Typical examples include a first author credited for Investigation, Formal Analysis, and Writing – Original Draft, and a supervisor credited for Conceptualization, Funding Acquisition, and Supervision. A lab technician or collaborator might be credited only for Resources or Validation, reflecting a narrower, well-defined contribution.
How do you write an author’s contribution statement?
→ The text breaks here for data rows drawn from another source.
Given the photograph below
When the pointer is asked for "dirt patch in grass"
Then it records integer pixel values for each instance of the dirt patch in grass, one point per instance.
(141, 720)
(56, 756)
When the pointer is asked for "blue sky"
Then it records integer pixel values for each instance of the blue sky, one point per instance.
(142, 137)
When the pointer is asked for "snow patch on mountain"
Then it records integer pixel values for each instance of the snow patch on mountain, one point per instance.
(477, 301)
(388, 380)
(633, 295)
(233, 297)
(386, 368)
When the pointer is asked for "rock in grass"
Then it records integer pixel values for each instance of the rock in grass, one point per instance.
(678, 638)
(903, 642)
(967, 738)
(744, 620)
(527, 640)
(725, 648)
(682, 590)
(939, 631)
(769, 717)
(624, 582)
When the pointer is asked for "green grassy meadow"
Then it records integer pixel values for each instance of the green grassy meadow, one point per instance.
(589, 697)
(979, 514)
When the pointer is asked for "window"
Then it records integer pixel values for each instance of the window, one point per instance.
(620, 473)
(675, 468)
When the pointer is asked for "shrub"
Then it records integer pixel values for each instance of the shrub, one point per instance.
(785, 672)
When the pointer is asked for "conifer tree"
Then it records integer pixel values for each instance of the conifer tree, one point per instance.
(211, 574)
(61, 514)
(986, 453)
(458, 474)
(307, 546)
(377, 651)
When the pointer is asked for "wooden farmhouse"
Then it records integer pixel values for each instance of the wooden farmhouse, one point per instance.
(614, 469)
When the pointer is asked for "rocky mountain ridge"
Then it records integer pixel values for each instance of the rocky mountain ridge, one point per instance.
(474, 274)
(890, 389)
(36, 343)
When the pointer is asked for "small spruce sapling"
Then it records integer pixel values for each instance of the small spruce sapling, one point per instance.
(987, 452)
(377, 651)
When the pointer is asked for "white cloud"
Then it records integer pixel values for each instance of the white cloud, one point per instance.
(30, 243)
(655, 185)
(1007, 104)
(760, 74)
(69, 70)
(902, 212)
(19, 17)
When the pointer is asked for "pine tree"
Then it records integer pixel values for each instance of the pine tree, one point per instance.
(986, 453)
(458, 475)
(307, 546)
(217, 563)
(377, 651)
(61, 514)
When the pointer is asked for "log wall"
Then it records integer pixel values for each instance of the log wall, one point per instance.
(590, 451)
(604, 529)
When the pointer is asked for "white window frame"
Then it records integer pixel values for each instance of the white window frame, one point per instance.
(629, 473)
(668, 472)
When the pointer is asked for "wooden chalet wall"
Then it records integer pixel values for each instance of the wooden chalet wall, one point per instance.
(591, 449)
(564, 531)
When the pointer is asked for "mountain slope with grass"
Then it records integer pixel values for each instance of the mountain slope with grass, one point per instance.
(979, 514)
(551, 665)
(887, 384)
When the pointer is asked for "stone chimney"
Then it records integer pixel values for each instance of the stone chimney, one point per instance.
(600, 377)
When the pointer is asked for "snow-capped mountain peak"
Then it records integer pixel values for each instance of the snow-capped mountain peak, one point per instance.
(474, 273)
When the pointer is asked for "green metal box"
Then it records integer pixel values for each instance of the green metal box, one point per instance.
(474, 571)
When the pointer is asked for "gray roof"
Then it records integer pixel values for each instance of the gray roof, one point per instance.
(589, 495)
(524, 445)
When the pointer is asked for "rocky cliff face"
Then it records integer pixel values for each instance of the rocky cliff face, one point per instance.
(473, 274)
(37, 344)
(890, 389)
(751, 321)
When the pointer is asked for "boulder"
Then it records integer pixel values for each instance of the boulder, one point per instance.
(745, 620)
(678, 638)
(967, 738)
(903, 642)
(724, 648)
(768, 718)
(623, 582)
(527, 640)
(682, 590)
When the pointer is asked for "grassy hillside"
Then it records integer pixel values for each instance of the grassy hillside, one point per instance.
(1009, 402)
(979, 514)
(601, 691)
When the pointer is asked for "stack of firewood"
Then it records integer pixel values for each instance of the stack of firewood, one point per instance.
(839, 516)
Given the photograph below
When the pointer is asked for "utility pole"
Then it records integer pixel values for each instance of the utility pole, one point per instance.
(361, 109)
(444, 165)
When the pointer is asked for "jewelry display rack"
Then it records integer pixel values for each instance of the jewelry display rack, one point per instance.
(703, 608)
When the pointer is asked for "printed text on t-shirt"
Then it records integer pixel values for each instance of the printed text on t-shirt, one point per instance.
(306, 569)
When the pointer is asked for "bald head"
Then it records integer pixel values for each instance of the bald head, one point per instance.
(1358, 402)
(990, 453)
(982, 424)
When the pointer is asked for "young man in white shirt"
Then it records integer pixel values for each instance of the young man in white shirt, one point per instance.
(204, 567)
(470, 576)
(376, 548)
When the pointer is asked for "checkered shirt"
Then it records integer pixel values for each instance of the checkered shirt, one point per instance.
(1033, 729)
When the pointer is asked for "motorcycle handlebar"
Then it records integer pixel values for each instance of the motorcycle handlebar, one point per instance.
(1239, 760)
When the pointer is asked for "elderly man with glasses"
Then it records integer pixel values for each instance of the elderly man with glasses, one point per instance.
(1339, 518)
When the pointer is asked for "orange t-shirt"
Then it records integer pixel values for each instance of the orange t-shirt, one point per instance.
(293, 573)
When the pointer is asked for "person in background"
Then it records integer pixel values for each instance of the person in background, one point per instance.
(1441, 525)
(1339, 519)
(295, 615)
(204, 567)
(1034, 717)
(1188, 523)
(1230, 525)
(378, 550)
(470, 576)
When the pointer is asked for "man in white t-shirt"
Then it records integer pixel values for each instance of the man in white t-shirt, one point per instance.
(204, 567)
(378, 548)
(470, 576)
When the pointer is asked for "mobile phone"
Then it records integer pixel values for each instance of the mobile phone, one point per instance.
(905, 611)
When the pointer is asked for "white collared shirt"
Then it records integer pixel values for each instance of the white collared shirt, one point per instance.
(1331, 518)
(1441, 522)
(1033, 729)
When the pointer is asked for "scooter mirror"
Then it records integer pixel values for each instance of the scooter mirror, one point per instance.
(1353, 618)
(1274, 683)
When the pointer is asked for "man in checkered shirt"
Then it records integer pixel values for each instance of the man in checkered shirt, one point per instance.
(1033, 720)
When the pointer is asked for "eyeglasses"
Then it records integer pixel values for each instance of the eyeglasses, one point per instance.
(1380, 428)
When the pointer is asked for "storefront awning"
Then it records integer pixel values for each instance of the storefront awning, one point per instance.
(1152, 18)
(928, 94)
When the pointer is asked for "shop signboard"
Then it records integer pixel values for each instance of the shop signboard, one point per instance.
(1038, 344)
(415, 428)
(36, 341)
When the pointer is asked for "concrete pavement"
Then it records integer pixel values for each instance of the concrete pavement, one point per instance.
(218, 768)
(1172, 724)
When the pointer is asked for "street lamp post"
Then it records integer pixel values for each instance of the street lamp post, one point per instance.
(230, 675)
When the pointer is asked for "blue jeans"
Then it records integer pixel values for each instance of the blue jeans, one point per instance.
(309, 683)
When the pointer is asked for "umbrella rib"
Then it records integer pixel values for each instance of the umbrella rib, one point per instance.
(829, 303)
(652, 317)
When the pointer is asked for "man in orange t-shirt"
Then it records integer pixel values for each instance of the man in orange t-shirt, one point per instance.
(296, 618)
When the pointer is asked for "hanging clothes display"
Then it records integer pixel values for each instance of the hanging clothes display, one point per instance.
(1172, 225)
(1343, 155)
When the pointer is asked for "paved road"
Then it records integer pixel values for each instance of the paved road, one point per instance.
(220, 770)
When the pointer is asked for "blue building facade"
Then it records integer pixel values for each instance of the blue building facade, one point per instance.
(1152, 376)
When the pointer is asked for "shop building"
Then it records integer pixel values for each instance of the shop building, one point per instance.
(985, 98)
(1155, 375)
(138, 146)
Map each author’s actual tasks against the 14 CRediT role definitions, note a degree of contribution where the journal allows it, then have every author review and agree the final wording before submission. The statement should describe real work, not seniority or author order.
Where do author contributions go in a manuscript?
Most journals place the CRediT statement in a dedicated “Author Contributions” section, usually just before the Acknowledgements or Funding statement and after the main text. Some journals, including several using the Elsevier and Wiley submission systems, capture it as structured metadata at submission rather than free text.
Does a single-author paper still need a CRediT statement?
Yes — publisher guidance, including Wiley’s, confirms a sole author should still complete a CRediT statement, though they need only list the roles that genuinely apply, since one person rarely performs all 14.
As research assessment moves toward finer-grained recognition of individual contribution — visible in ORCID’s role-linking features and in institutional promotion cases that now cite specific CRediT roles rather than author position alone — an accurate first statement matters beyond a single paper. Treat it as the first entry in a contribution record you will build on throughout your career, not a box to tick before submission.